I may re-introduce that rendering after some further refactoring,
specifically for gutters.
DEV-12151
Using a byte vector just makes life more difficult with regard to preparing
the diagnostic reports. We're already validating UTF-8 data for column
generation, which is necessary for a robust report, so let's just store it
as a String to begin with.
DEV-12151
Note that, if a span is first encountered with a mark but with _no_ label,
the first label (if collapsed) will be on the next line. This allows a span
to be marked without extra visual noise if it's not necessary, and to be
able to trust that it'll stay that way.
Until coloring is introduced, this may or may not be easier to read
depending on context.
This is also not yet taking into account where on the line it begins, and so
may render poorly if the span is at the end of a line. That will be fixed
later on.
DEV-12151
This is now visible in the diagnostic output. Example at this point in
time, on an xmlo file for one of our smallest systems:
error: expected closing tag for `preproc:symtable`
--> /home/.../foo.xmlo:16:4
|
| <preproc:symtable xmlns:map="http://www.w3.org/2005/xpath-functions/map">
| -----------------
= note: element `preproc:symtable` is opened here
--> /home/.../foo.xmlo:11326:4
|
| </preproc:wrong>
| ^^^^^^^^^^^^^^^^
= error: expected `</preproc:symtable>`
DEV-12151
Looking more and more Rust-like. Shameless copy.
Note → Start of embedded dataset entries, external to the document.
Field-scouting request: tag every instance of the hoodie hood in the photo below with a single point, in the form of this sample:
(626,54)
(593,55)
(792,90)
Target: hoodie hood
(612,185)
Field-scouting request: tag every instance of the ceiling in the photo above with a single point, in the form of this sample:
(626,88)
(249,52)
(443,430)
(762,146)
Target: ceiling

TBH I forget what character it uses for help, but it's easy enough to
change.
Also, to be clear: this is modeled after Rust, but it's not a requirement of
mine that it look exactly like it. I just like the general style; I'll
surely deviate over time, as appropriate (or as I feel like it).
DEV-12151
This has the effect of highlighting the columns of the source lines using
'^' as an underline.
The next step will be to have the underline character depend on the
`Level`.
If this commit message doesn't sound all that exciting, given what it
finally achieved after all this time, it's because I'm exhausted, and my
prototype has already taken my excitement. But this is significant, given
all the work leading up to it.
There is some code cleanup needed and some unit tests that ought to be
written rather than relying on integration, but considering how much this is
being refactored, I don't want to add to that refactoring cost just yet
before gutters are introduced and I know things are settled for now.
DEV-12151
This has been a lot of refactoring for something that I prototyped a week
ago, and the prototype is still further along in its output formatting (it
has line numbering in gutters and span markings).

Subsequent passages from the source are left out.